Contributions are welcome! Please feel free to submit a Pull Request.

Contributing Few-Shot Examples

Thank you for your interest in contributing to our few-shot examples! This guide will help you add new examples to our dataset, ensuring consistency and quality across all contributions.

  1. Understand the Structure: Each example in the data/few_shot.yaml and data/few_shot_viz.yaml files follows a specific format. If you example generates a visualization, add it to data/few_shot_viz.yaml. If it does not, add it to data/few_shot.yaml.
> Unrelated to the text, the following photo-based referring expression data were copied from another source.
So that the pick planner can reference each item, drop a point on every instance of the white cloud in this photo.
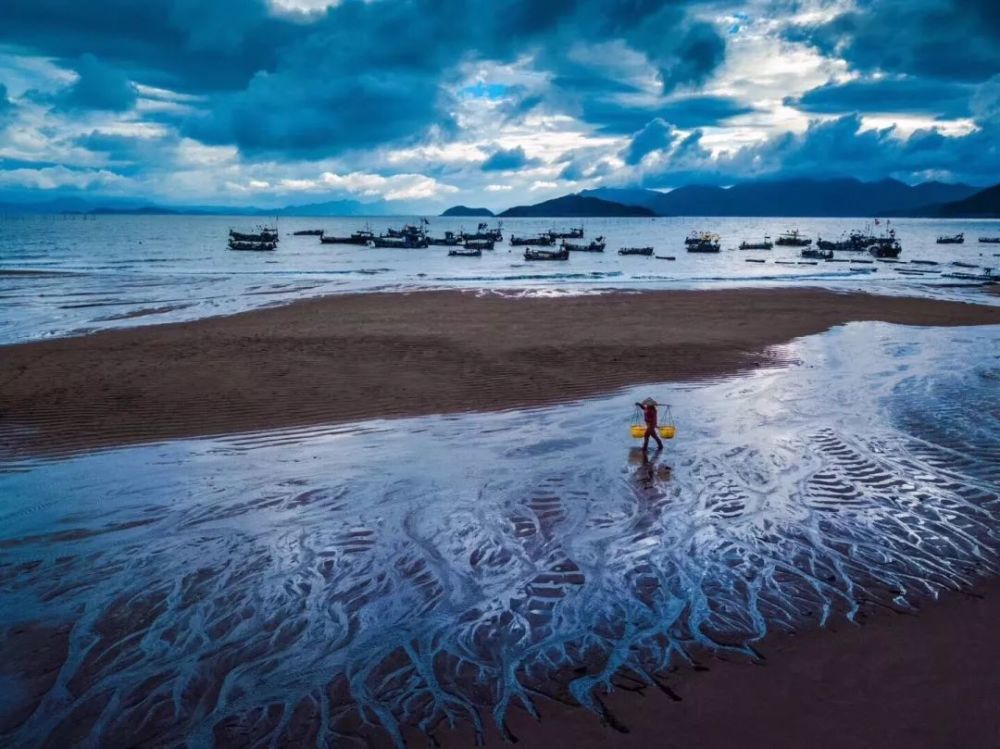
(53, 177)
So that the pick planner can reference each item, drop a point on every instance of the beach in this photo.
(392, 517)
(362, 356)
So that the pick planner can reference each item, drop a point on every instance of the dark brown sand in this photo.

  2. Use Clear and Descriptive Questions: Ensure that the question field clearly describes the task or query. It should be concise yet informative.

  3. Provide Accurate Answers: The answer should be a valid Python code snippet that solves the question. Ensure the code is correct and follows best practices.

  4. Include Additional Information: Where applicable, provide additional information that explains the context or any assumptions made in the answer.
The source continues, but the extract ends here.